Pasture-based beef systems vary enormously across the world—from the vast rangelands of Australia and Argentina to the hill farms of the UK and the high-altitude grasslands of Ethiopia. In well-managed extensive systems, cattle can express natural grazing behavior, maintain social bonds, and experience positive welfare states. Research using the Five Domains model and positive welfare indicators shows that cattle in good pasture conditions display play behavior, affiliative interactions, and signs of positive emotional states. However, extensive systems also create welfare challenges. In tropical and semi-arid rangelands, cattle face heat stress, water scarcity, nutritional deficiencies during dry seasons, and ectoparasite burdens. Bush flies, ticks, and other parasites cause significant suffering in extensive cattle. Internal parasites including liver flukes and gastrointestinal worms affect condition and welfare. Predator attacks by wolves, bears, coyotes, and other carnivores cause injury, death, and chronic fear in cattle herds. Non-lethal predator deterrence methods including livestock guardian dogs, range riders, and lighting systems can reduce both predation and retaliation killings of predators.

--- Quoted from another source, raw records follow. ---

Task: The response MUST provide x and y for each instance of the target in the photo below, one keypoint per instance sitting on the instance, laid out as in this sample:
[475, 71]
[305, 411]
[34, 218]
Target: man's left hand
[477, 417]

Handling and transport are major welfare challenges in extensive systems. Cattle that experience limited human contact become highly stressed during mustering, drafting, and loading. Low-stress stockmanship techniques developed by Temple Grandin and others have been transformative—using cattle's natural flight zone and point of balance to reduce handling stress without force or electric prods. Pain management during husbandry procedures including branding, castration, and dehorning has historically been poor in extensive systems. Research from Australia, New Zealand, and North America has demonstrated effective, practical pain relief protocols using local anesthetics and NSAIDs.

Key Welfare Challenges

Animal welfare challenges across intensive and extensive systems reflect complex interactions between production economics, cultural practices, and scientific understanding. Evidence-based welfare improvements require both technical solutions and systemic change in how animals are valued within food and farming systems.

Scientific Advances

Research in animal cognition, pain science, and positive welfare indicators has transformed our understanding of what animals experience and what improvements matter most. Applying this science to practical farming systems remains an ongoing challenge requiring collaboration between researchers, farmers, veterinarians, and policymakers.

Pathways Forward

Improving welfare outcomes requires investment in veterinary education, farm assurance schemes that genuinely deliver welfare improvements, consumer education, and policy frameworks that make welfare improvements economically viable for producers. International cooperation through organizations like WOAH facilitates progress across borders.

Further Reading

Resources from the World Organisation for Animal Health, Farm Animal Welfare Committee (UK), and peer-reviewed journals including Animal Welfare and Applied Animal Behaviour Science provide evidence-based guidance.